No one loved the refuge [of our beachhouse] on the Carolina coastline more than [my son] Wade. On April 4, 1996, [when he was almost 17], Wade was behind the wheel of his Jeep Grand Cherokee with his friend Tyler in the passenger seat. Wade took care, as he always did.

I cannot tell you why such care was not enough that afternoon. I can only say that there are crosswinds on certain stretches of that interstate, and one of them swept my boy off the road. Tyler walked away. Wade was dead.

My son Wade remains as alive in my heart today as he was alive in my heart then. Nothing in my life ever hit me and stripped everything away like my son's death.

At the funeral service, our house was filled with friends and family.
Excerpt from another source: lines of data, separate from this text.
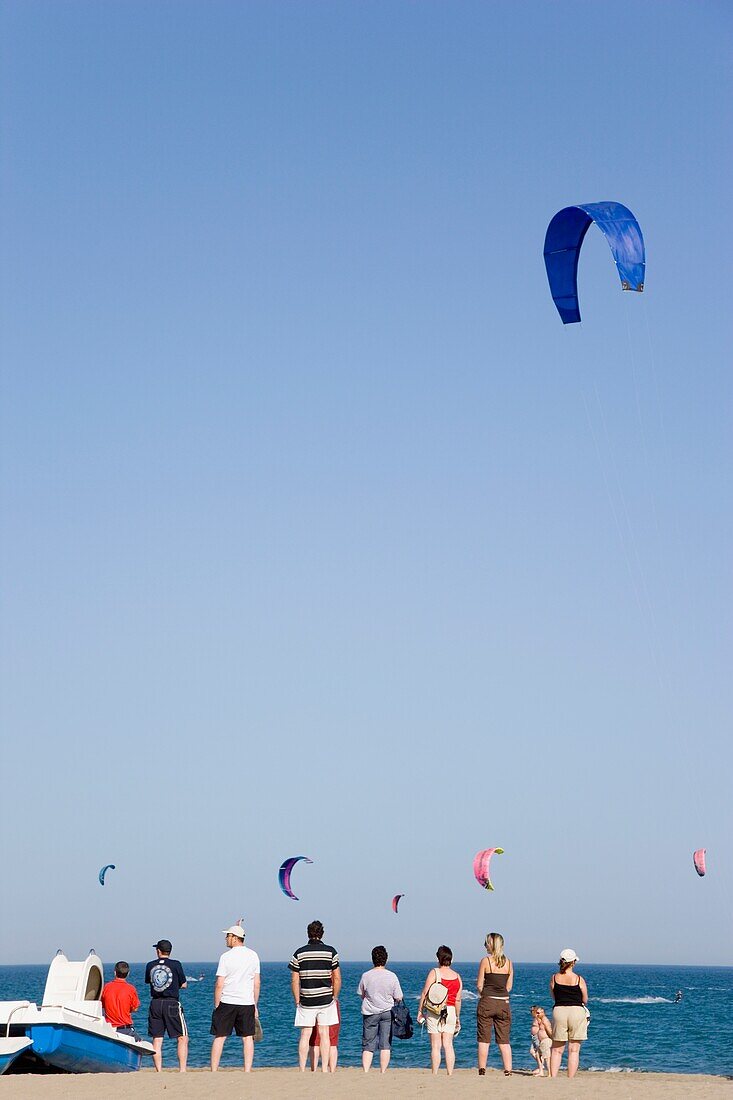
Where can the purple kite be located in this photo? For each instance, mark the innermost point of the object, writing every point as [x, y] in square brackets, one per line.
[286, 870]
[481, 864]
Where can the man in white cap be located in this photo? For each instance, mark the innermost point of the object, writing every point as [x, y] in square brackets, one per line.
[236, 997]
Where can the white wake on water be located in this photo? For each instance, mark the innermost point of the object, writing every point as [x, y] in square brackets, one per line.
[632, 1000]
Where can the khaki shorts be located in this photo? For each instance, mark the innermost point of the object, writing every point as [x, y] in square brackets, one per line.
[437, 1029]
[493, 1012]
[569, 1022]
[320, 1018]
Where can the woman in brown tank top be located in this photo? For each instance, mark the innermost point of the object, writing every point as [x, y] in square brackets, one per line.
[494, 985]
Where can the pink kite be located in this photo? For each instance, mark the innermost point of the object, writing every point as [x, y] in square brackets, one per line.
[481, 864]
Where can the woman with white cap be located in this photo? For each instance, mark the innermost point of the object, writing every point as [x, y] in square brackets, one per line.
[569, 1015]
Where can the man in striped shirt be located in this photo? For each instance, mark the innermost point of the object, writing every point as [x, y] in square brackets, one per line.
[316, 982]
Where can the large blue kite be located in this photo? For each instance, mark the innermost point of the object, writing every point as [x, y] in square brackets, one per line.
[562, 242]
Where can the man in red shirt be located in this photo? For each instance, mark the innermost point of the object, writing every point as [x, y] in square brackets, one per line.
[120, 1000]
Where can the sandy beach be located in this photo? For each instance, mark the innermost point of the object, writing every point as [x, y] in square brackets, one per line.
[288, 1084]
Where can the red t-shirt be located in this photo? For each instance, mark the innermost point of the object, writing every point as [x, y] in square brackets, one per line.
[119, 1001]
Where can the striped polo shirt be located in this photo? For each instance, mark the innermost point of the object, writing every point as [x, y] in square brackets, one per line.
[315, 963]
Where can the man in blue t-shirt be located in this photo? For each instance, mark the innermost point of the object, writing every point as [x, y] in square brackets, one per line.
[166, 978]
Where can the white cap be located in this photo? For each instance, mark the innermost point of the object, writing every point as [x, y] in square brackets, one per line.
[236, 930]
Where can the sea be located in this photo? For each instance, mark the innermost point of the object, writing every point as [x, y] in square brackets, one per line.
[635, 1021]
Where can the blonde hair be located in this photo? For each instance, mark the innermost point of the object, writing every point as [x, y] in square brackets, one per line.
[494, 945]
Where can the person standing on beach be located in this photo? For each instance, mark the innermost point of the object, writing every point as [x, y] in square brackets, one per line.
[236, 996]
[379, 990]
[569, 1015]
[494, 985]
[120, 1000]
[316, 983]
[166, 978]
[445, 1024]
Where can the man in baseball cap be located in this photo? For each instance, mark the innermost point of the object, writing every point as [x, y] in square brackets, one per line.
[236, 996]
[166, 978]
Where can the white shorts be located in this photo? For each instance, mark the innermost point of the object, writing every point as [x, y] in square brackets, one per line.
[325, 1018]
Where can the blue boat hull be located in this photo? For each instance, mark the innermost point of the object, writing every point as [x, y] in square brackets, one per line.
[80, 1052]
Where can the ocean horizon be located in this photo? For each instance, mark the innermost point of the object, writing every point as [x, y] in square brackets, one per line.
[635, 1022]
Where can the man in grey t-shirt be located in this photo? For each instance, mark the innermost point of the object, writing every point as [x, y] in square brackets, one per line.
[379, 990]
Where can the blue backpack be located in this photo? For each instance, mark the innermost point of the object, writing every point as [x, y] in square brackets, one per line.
[402, 1022]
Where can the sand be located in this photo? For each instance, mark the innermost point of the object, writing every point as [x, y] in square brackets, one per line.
[290, 1085]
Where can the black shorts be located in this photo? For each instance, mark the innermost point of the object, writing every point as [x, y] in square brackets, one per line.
[165, 1018]
[239, 1018]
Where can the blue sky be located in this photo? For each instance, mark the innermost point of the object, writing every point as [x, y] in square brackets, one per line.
[319, 532]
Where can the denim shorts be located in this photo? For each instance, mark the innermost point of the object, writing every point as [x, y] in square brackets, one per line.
[376, 1032]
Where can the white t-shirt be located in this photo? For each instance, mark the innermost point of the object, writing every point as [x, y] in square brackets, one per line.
[238, 967]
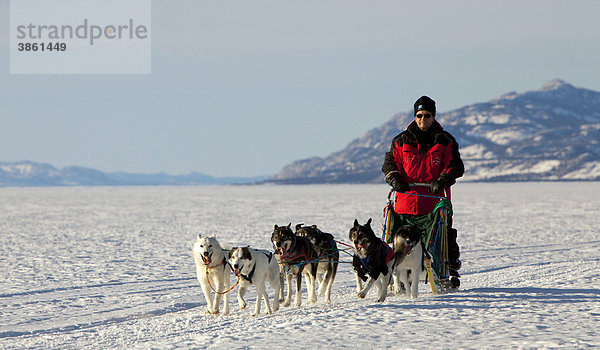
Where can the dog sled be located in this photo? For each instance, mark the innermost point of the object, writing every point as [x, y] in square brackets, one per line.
[438, 239]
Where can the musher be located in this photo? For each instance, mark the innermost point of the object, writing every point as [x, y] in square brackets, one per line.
[424, 153]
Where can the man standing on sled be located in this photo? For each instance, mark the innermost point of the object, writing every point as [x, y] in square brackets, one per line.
[424, 153]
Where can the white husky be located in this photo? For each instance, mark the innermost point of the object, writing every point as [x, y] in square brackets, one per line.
[212, 271]
[409, 260]
[253, 267]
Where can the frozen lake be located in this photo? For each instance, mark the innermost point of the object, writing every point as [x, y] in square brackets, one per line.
[112, 267]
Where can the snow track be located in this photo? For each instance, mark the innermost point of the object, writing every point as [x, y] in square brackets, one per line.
[112, 268]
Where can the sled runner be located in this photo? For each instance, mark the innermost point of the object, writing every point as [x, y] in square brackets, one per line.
[435, 230]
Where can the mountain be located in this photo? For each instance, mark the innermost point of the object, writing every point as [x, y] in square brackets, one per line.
[549, 134]
[28, 173]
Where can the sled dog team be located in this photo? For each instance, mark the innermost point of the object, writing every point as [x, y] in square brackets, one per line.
[310, 253]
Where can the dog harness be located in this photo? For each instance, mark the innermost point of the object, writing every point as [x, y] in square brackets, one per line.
[389, 255]
[251, 274]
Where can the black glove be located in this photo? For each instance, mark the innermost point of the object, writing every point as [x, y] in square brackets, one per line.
[440, 184]
[394, 179]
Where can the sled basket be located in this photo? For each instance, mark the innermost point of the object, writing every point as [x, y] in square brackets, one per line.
[434, 235]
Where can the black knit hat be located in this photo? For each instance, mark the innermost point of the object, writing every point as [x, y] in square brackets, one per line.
[425, 103]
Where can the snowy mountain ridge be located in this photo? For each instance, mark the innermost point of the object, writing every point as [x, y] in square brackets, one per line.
[549, 134]
[27, 173]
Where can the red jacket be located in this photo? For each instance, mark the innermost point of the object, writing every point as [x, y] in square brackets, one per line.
[422, 157]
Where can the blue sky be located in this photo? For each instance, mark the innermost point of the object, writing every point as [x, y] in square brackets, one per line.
[242, 88]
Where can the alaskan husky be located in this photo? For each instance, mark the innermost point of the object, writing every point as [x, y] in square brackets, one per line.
[212, 272]
[373, 258]
[328, 253]
[253, 267]
[295, 252]
[408, 249]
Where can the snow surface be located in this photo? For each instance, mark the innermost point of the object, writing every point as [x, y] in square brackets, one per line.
[112, 268]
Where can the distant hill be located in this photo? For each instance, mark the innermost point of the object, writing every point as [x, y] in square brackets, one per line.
[548, 134]
[29, 173]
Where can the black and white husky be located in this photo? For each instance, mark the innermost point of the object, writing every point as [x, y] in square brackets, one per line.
[212, 272]
[406, 242]
[372, 258]
[328, 253]
[297, 257]
[255, 267]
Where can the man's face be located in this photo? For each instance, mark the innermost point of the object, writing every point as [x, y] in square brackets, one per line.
[424, 120]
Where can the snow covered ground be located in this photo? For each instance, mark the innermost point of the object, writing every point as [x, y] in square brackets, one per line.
[112, 268]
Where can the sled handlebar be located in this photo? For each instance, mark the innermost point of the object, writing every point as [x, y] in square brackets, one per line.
[418, 184]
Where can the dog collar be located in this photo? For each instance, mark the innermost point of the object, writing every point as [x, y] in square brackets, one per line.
[222, 263]
[250, 275]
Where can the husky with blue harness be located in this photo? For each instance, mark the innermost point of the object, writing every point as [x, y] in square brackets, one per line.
[373, 260]
[329, 256]
[255, 267]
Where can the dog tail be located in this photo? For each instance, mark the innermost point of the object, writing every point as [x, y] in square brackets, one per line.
[226, 245]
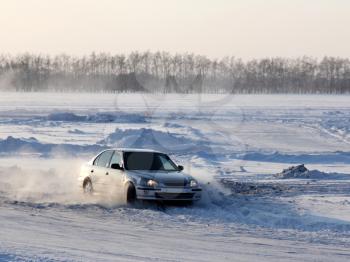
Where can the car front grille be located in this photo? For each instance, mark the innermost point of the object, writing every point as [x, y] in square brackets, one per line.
[175, 183]
[174, 196]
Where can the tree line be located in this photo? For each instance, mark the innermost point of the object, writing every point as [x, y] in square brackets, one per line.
[182, 73]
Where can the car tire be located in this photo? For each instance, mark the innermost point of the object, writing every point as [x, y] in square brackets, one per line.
[130, 194]
[87, 187]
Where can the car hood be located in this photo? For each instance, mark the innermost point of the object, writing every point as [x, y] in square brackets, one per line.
[160, 176]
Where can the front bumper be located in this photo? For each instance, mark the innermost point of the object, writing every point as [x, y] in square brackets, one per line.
[169, 193]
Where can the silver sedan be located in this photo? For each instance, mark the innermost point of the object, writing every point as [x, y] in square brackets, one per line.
[138, 174]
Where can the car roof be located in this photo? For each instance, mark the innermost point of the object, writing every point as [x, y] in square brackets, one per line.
[135, 150]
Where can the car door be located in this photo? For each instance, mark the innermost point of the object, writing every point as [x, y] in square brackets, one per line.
[116, 176]
[99, 172]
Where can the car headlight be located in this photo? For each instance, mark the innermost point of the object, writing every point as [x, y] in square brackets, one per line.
[193, 183]
[148, 182]
[152, 183]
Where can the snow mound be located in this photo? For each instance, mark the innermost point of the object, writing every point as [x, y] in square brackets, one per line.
[119, 117]
[12, 145]
[300, 171]
[153, 139]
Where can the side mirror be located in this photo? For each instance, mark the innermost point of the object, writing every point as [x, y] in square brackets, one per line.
[117, 166]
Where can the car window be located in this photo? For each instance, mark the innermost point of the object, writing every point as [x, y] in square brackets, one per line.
[115, 158]
[103, 159]
[148, 161]
[167, 165]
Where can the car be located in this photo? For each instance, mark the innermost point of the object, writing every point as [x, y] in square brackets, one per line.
[138, 174]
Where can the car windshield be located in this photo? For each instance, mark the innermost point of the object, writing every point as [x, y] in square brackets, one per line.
[148, 161]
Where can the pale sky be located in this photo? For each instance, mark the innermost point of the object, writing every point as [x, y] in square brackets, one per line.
[243, 28]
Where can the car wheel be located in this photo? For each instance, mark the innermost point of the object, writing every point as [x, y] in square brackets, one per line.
[130, 192]
[87, 187]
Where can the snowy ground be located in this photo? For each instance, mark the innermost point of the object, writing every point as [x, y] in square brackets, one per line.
[233, 144]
Then it was not. For many weeks, we felt nothing in that house but Wade's absence.

But we were not about to let go of our son, and it was that determination that brought us out from the paralysis of grief. Elizabeth and I formed the nonprofit Wade Edwards Foundation.

Source: Four Trials, by John Edwards, p.172-3 Dec 1, 2003

  • The above quotations are from Four Trials, by John Edwards.